Les mots de « La Marseillaise »
Combien de fois l’a-t-on chanté en 2015 ? Des attentats de janvier à ceux de novembre, le vieil hymne est omniprésent, cette année. Choeur solennel à l’Assemblée nationale, voix unanimes des députés et sénateurs au Congrès à Versailles, chants spontanés de groupes anonymes, place de la République comme en mille autres lieux : tout le monde, ou presque, reprend « La Marseillaise « . Aujourd’hui même, dans la cérémonie d’hommage aux victimes des attentats du 13 novembre, la cour des Invalides la verra retentir une fois encore, mais comme chargée, désormais, d’un sens nouveau. Pourtant, il y a bien longtemps que ce chant guerrier ne faisait plus vibrer. Hier encore, l’hymne national était critiqué, raillé, contesté ou carrément oublié. En peu de temps, il est redevenu symbole d’union, de rassemblement, de résistance. Son appel à la mobilisation était devenu inaudible. Il commence à être réentendu. Malgré tout, les paroles de « La Marseillaise » sont si familières, mécaniquement répétées, qu’on ne perçoit pas forcément leur pertinence pour aujourd’hui ni les pièges anachroniques à éviter. Pourtant, dès qu’on y prête attention, des proximités singulières avec l’actualité sautent aux yeux. Des écarts profonds également.
C’est une marche de guerre, mais pour la défense des libertés. Elle parle d’armes à manier, de combats à mener contre des agressions sanglantes, mais aussi de tyrannie à combattre, de lutte pour préserver la vie hors des chaînes, celle des citoyens qui refusent d’être esclaves. Pas besoin de dessin : cette situation est bien, à présent, la nôtre. Mais les paroles et perspectives du texte datent aussi de 1792, de l’armée du Rhin, puis des troupes de la République en guerre contre l’Autriche. Nous ne savons plus vraiment ce que furent les « enfants de la patrie « , au sens qu’avaient ces mots pour Rouget de Lisle, pour Robespierre ou Marat. Le « jour de gloire » qui est « arrivé « ne nous parle que confusément. Il ne désigne pas le quart d’heure de célébrité que promet Andy Warhol, mais l’exploit militaire victorieux, l’apothéose du héros mourant les armes à la main, comme déjà chez Homère, et encore chez Corneille. Nous en sommes loin…
Nous voilà très proches, en revanche, des vers qui suivent : « Ils viennent jusque dans nos bras égorger nos fils et nos compa gnes « . C’était naguère une sorte de rhétorique kitsch. On sait d’expérience, à présent, que c’est une réalité qui peut surgir, faite de cadavres en terrasse, de morts amoncelés dans leur sang dans une fosse d’orchestre devenue fosse commune. On comprend également que c’est bien alors la tyrannie qui se lève contre nous, contre les libertés que nous nous sommes données. Les despotes qui menacent ne sont plus les monarques, les autorités d’Ancien Régime. Ce sont les djihadistes islamistes, dont le projet explicite est bien de nous « rendre à l’antique esclavage « (deuxième couplet), en détruisant les libertés d’expression, de pensée, de religion, l’égalité des hommes et des femmes qui sont devenues les piliers de nos existences.
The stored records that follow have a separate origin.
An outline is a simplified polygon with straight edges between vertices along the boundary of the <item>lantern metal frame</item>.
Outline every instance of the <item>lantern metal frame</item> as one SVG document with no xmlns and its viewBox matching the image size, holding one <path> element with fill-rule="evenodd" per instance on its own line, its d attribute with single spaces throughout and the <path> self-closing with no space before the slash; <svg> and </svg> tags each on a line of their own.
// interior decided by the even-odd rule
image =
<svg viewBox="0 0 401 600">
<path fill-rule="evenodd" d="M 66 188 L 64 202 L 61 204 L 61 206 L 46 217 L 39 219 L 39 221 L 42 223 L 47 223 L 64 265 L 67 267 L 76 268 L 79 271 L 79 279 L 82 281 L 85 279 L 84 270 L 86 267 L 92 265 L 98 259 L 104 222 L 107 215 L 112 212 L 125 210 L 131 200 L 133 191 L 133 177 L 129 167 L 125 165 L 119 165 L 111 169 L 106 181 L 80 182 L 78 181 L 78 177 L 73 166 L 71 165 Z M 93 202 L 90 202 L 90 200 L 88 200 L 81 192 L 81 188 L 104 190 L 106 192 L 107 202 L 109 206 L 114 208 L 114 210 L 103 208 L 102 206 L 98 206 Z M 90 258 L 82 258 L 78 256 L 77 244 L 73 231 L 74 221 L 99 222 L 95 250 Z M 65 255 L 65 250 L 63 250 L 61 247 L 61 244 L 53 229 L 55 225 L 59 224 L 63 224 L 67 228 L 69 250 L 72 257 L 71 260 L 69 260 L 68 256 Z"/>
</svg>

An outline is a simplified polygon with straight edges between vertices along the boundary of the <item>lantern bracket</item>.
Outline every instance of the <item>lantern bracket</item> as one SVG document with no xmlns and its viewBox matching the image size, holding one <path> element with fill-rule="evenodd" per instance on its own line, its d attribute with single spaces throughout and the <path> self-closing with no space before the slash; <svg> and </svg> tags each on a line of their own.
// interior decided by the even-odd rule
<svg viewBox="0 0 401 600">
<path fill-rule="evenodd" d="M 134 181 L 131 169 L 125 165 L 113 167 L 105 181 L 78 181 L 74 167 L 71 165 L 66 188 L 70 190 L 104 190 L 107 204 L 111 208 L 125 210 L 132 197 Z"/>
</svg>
Dans ce paysage, on a l’impression que le « sang impur « fait tache, si l’on ose dire. Son interprétation a fait couler beaucoup d’encre, et la polémique n’est pas close. Il semble bien, en tout cas, qu’il soit faux d’y voir un racisme, l’affirmation d’une quelconque infériorité biologique des ennemis. Dans le vocabulaire des révolutionnaires, de Marat à Hébert, le « sang » est moral et politique : celui des républicains est « pur », c’est-à-dire vertueux, celui des monarchistes « impur », c’est-à-dire vicieux. Si un soldat ennemi déserte et passe aux troupes républicaines, « le sang de ses veines s’épure, et il cesse d’être un esclave « , soulignera Jaurès – meilleure preuve que ce n’est pas une affaire corporelle ou physiologique…
Il faut aussi scruter les couplets de « La Marseillaise » qu’on ne chante jamais, car ils contiennent, à côté des appels au combat, des rappels à la justice. Il ne s’agit pas d’exterminer aveuglément les adversaires. « Français, en guerriers magnanimes/Portez ou retenez vos coups ! » précise le cinquième couplet. Les ennemis véritables des citoyens libres sont les « despotes sanguinaires ». Ce ne sont pas leurs soldats, qui ne sont eux-mêmes que de « tristes victimes » de la barbarie de leurs maîtres. « La Marseillaise » prescrit donc de venger les morts avec détermination, mais aussi avec discernement. Ce n’est pas inutile à rappeler.